The Mythical AI ROI!

A few companies claimed ROI from AI. (About 6% if you believe McKinsey or 5% if you believe MIT.)

And by few, we mean a few. One in twenty (1 / 20) is not a lot. And that’s just some ROI, not amazing ROI. Not necessarily enough to justify the elimination of even a single human (that you had hoped to replace), as that human is still generating more ROI than the BS AI you were sold (and making decisions at a much higher success rate).

There’s only one way to get true AI ROI.

1. Stop believing in Artificial Intelligence, realize all the vendors claiming it are only offering Artificial Idiocy, and that the best you can get is Augmented Intelligence.

Repeat

2. Identify a major problem that is hurting.

3. Use your Human Intelligence (HI) to map the current, and required, workflows end-to-end.

4. Identify all the manual steps that could be automated with the right data.

5. Do the hard work of identifying where all the data is, implementing a data orchestration platform to collect it all, and make it forward deployed everywhere it is needed for task automation.

6. Automate each step with the appropriate (A)RPA tool.

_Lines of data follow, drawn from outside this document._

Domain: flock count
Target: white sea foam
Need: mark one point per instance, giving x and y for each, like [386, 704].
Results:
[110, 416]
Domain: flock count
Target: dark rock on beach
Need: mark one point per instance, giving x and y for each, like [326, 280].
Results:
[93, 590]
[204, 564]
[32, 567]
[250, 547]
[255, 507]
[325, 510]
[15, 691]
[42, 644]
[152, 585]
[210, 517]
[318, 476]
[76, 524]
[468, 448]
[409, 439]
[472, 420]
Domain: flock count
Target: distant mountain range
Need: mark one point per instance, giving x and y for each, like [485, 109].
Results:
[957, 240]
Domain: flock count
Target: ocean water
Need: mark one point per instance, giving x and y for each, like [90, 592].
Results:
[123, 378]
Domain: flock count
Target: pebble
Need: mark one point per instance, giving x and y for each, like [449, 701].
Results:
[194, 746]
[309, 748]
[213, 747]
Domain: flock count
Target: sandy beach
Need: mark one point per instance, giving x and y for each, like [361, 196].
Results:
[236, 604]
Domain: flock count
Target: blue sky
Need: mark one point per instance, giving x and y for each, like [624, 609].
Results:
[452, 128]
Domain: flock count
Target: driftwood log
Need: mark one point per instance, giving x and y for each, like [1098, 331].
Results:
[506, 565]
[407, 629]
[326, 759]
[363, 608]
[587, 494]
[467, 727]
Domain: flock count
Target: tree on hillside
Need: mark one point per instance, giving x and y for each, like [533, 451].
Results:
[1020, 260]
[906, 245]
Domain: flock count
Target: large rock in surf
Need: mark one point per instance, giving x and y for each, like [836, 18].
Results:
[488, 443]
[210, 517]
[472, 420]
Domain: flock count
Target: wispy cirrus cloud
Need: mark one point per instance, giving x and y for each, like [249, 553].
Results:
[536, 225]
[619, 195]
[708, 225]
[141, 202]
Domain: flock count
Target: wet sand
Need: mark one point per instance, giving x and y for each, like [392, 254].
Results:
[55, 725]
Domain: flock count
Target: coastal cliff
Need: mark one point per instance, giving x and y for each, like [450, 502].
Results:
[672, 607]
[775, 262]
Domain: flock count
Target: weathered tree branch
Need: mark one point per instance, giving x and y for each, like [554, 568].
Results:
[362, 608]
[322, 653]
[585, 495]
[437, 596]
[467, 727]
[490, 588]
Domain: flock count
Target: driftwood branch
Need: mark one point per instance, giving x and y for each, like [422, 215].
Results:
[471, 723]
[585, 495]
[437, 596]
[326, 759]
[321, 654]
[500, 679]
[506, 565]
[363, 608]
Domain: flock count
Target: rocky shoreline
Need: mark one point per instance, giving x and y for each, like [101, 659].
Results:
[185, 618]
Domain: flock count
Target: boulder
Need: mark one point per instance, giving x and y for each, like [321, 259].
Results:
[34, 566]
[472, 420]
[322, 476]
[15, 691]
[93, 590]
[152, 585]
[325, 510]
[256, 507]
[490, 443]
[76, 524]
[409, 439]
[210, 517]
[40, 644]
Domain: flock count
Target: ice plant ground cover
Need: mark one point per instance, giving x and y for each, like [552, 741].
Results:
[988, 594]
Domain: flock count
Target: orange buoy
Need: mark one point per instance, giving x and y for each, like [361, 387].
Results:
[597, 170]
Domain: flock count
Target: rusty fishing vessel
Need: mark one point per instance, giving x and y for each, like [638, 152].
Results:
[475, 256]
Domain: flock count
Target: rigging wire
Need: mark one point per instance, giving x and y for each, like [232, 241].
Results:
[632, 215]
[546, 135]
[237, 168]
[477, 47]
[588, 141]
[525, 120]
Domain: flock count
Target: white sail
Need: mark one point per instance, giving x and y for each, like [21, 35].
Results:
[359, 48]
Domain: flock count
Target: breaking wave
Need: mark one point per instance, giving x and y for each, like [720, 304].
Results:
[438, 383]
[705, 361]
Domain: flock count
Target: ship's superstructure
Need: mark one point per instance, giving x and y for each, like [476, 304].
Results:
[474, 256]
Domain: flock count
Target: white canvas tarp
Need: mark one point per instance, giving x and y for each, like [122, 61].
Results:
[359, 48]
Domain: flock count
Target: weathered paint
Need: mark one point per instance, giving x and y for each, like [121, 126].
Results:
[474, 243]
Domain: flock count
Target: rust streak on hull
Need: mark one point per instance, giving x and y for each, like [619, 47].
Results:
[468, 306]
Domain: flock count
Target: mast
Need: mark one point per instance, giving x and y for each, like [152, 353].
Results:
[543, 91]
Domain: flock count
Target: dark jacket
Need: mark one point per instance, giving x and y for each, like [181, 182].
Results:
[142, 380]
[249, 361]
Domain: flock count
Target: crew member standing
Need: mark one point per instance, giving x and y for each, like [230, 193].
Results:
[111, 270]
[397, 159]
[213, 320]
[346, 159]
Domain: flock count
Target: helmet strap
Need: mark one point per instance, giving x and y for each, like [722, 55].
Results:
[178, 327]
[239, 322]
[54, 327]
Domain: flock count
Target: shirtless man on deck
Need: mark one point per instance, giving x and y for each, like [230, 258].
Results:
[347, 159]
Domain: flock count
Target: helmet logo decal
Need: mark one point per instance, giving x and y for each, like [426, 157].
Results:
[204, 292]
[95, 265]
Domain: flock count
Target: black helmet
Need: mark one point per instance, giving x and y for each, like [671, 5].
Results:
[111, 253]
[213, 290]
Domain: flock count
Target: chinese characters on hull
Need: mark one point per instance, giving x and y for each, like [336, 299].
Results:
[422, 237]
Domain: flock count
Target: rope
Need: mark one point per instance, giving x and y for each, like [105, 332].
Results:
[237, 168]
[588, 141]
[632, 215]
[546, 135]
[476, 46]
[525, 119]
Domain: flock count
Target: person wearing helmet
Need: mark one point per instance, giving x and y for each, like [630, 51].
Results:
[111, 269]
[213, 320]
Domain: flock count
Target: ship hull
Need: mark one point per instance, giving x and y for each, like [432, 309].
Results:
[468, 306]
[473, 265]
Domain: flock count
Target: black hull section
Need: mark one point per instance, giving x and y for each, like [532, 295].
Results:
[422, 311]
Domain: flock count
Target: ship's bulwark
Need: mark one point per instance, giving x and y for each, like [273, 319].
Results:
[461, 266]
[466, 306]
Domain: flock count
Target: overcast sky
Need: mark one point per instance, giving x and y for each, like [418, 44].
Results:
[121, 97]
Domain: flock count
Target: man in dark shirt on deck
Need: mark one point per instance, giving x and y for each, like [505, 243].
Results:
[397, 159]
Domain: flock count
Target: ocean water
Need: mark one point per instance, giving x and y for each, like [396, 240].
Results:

7. Implement a workflow orchestration platform to connect all of the steps together to the extent possible which ensures everything that can be automated with the automation and orchestration tools is once the intelligent human provides the right inputs and makes the right decisions.

8. Analyze where humans are still involved and where human inputs and/or decisions can be further automated through the integration of additional (external) data feeds and encoding of the (business) logic the human always uses to make the decision.

9. Analyze what’s left and determine where “AI”, even with a poor accuracy rate and hallucinations, could be helpful to an intelligent human making decisions and acquire small, focussed, specialized model licenses only for those steps.

10. Ensure Augmented Intelligence, connected to your forward deployed data, is available everywhere Human Intelligence (HI) requires it to make a decision.

until all major problems solved.

One by one. Put the effort in once, do it right, and with modern tech, you’ll never have to do it again.

You only win with AI when you’ve first centralized, validated, and forward deployed your data; implemented deterministic (adaptive) robotic process automation everywhere you can, and identified precise use cases where custom solutions actually provide a benefit (and not just a fairy-tale promise).